Plan also to have the conversation in a neutral place where you both will be comfortable and where you will not be interrupted. You may want to close the door and tape a “Do Not Disturb” note on the door.

3. Rely on Parental Influence Rather Than Control

Try to utilize all these suggestions. Although you may not have control over your child, when you state your points in a calm, clear way you are much more likely to influence her behavior in the future.

So what will you do when you discover your teenager has done something that gets your blood pressure rising? What will you do, for example, when the dean of the high school calls to tell you that your daughter is at the football game intoxicated and is now suspended from school for three days?

Of course it makes no sense to even discuss anything with her when she’s intoxicated. Rather, get her home safely and make sure she’s not in any danger due to her alcohol use. Then you would talk to her about what happened the next day, when she is sober and when you are calmer and have taken the time to think about the best course of action to take.

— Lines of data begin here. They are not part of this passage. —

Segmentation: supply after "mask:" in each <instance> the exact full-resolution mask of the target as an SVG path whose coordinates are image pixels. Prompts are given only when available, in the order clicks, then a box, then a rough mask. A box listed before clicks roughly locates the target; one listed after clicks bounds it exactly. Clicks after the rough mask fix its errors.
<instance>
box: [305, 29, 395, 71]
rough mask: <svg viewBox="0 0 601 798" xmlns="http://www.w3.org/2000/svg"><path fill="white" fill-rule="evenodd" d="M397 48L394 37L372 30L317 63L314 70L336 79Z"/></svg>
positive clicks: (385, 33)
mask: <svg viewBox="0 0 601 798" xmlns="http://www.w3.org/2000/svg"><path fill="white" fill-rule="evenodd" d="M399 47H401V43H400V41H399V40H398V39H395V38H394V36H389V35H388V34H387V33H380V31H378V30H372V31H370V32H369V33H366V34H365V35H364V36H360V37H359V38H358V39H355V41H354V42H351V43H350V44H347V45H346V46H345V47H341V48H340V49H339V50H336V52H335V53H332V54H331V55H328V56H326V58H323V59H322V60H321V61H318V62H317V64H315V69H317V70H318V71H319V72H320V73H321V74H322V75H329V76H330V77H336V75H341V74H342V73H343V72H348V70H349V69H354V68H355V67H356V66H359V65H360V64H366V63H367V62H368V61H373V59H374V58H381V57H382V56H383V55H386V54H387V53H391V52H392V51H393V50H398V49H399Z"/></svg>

And just as you would wait until she is sober to have a useful discussion you must wait until you are calm and your thoughts organized to have an effective discussion as well.  Take the time to discuss the issues with your teenager, be strong and clear about what’s accepted and what’s not accepted (be clear about the rules), and then go through with consequences when the rules are broken.

In summary, do not argue with your teens. Arguing with your teenagers makes no sense. There’s absolutely no point in arguing with teenagers. Take the time to calm down and plan your discussion points instead. You may not be able to control your kids, but you sure can influence them.